Eine knappe Antwort von Otto Merk auf die Beiträge (mit dem zu erwartenden beherzten Plädoyer für das theologische Recht historisch-kritischer Exegese[!], 273­275), Mitarbeiterverzeichnis und Namenregister runden den Band ab. Jedem Beitrag sind eine, teils ausführliche, Bibliographie und eine Zusammenfassung beigegeben.

Insgesamt handelt es sich, was die Zukunft betrifft, weitgehend um eine deutsche Binnenperspektive, wenn man von Porters und von Trobischs Beitrag absieht. Die Zusammenfassungen (trotz der englischen Bezeichnung »Abstract«) liegen nur auf Deutsch vor. Neben wichtigen Einsichten und Anregungen, die man dankbar zur Kenntnis nimmt und die man umzusetzen bemüht sein will, bleiben Anfragen grundsätzlicher Art.

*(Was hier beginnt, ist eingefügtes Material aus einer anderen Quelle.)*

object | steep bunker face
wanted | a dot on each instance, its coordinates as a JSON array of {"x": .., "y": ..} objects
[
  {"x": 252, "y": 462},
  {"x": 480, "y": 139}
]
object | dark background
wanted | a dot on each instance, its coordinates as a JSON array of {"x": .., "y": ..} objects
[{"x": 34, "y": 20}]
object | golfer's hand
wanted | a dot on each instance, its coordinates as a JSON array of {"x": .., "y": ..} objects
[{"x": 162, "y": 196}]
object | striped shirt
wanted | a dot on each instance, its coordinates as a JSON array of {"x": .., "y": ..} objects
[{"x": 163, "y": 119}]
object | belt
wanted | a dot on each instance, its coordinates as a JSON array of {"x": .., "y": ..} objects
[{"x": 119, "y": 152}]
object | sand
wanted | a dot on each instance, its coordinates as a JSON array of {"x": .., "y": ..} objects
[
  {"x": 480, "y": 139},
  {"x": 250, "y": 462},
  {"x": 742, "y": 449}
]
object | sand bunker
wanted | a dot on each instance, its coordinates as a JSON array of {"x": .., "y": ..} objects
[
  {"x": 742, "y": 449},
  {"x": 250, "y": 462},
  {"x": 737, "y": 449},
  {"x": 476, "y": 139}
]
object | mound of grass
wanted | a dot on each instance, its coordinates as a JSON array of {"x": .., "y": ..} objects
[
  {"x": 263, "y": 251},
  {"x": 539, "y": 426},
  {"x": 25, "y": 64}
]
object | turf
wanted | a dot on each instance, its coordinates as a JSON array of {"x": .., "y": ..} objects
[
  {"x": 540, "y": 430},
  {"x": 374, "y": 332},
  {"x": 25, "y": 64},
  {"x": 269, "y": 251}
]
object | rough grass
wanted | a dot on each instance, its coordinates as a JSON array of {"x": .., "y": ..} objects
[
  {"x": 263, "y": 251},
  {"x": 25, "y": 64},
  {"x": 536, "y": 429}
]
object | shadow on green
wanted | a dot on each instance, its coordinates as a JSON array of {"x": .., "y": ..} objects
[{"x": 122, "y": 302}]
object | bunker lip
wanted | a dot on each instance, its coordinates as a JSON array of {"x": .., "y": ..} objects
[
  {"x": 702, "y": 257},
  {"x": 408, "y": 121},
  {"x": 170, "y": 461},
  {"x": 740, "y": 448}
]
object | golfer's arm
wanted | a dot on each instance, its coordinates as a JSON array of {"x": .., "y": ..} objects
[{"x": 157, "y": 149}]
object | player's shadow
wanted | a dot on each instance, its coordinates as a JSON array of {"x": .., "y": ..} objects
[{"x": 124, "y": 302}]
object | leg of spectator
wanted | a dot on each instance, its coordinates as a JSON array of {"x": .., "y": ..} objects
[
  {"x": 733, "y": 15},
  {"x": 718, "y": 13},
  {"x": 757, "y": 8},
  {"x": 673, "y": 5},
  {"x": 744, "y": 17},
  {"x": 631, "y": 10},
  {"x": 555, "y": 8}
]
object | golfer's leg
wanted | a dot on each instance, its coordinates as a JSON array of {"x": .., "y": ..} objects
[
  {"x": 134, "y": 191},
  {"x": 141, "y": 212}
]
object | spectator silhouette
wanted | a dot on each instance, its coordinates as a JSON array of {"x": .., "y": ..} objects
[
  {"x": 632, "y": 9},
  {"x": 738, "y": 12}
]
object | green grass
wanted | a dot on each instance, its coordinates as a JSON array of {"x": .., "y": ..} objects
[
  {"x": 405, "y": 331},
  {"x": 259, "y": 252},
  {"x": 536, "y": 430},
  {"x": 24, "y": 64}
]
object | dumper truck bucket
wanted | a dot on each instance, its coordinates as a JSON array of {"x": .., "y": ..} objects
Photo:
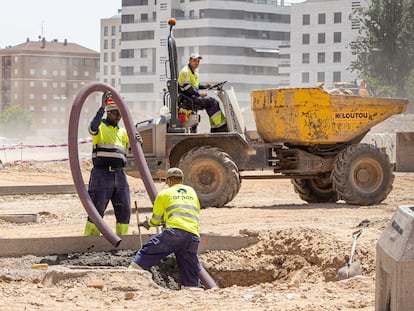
[{"x": 307, "y": 116}]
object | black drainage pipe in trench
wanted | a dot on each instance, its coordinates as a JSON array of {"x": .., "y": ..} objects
[{"x": 139, "y": 157}]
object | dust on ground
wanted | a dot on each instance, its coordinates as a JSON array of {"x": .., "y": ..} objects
[{"x": 292, "y": 267}]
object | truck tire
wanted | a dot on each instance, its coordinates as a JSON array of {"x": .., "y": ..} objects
[
  {"x": 212, "y": 173},
  {"x": 362, "y": 175},
  {"x": 315, "y": 190}
]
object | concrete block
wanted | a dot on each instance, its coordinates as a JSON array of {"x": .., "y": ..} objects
[{"x": 395, "y": 263}]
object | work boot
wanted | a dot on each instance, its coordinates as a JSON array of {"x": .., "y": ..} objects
[
  {"x": 91, "y": 229},
  {"x": 222, "y": 128},
  {"x": 121, "y": 229}
]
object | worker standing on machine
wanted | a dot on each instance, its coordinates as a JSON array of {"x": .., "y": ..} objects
[
  {"x": 108, "y": 180},
  {"x": 190, "y": 86},
  {"x": 178, "y": 207}
]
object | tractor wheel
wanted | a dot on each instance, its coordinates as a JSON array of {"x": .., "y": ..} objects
[
  {"x": 212, "y": 174},
  {"x": 362, "y": 175},
  {"x": 315, "y": 190}
]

Wird das Festhalten am Erbe protestantischer deutscher neutestamentlicher Wissenschaft ein Hemmschuh für die Zukunftsfähigkeit dieser neutestamentlichen Wissenschaft? Dabei ist das Problem weniger der Protestantismus an sich, sondern vielmehr seine deutsche universitäre Ausprägung in ihrer konsequenten und teilweise beinahe dogmatischen Verbindung mit der Aufklärung. Die Zukunftsträchtigkeit dieser Orientierung und der Methoden der protestantischen deutschen neutestamentlichen Wissenschaft scheinen mir angesichts der Entwicklung der internationalen Bibelwissenschaft in den letzten 30 Jahren sehr fraglich. Nicht dass ein verspätetes Aufspringen auf längst fahrende Züge die Lösung wäre, zumal manche methodische Neuorientierung im englischsprachigen Raum ­ bewusst oder unbewusst ­ jenseits von Historie und Theologie liegt und die Mängel teilweise mit Händen zu greifen sind. Nötig wäre eine grundlegende hermeneutische Neuorientierung einer unbedingt und bewusst festzuhaltenden sowohl historischen als auch theologischen Exegese jenseits der offensichtlichen weltanschaulichen und methodischen Aporien klassischer historischer Kritik. Dass historische und theologische Arbeit ohne die Prämissen und teils fragwürdigen Arbeitsschritte der historisch-kritischen Methode möglich ist, zeigen verschiedene, durchaus fruchtbare Entwürfe. Darin läge ein Neuansatz, der der jungen Generation deutscher Neutestamentler wieder internationale Anerkennung und Interesse verschaffen könnte. Das Potential dazu zeigen einige Beiträge dieses Bandes. Die Programme und persönlichen Begegnungen bei internationalen Konferenzen und zunehmend auch die internationale Fachliteratur zeigen, dass man zurzeit international von einer als angestaubt empfundenen deutschen neutestamentlichen Wissenschaft wenig Wegweisendes mehr erwartet. Warum und wie dieser Eindruck entstehen kann, ist nachvollziehbar.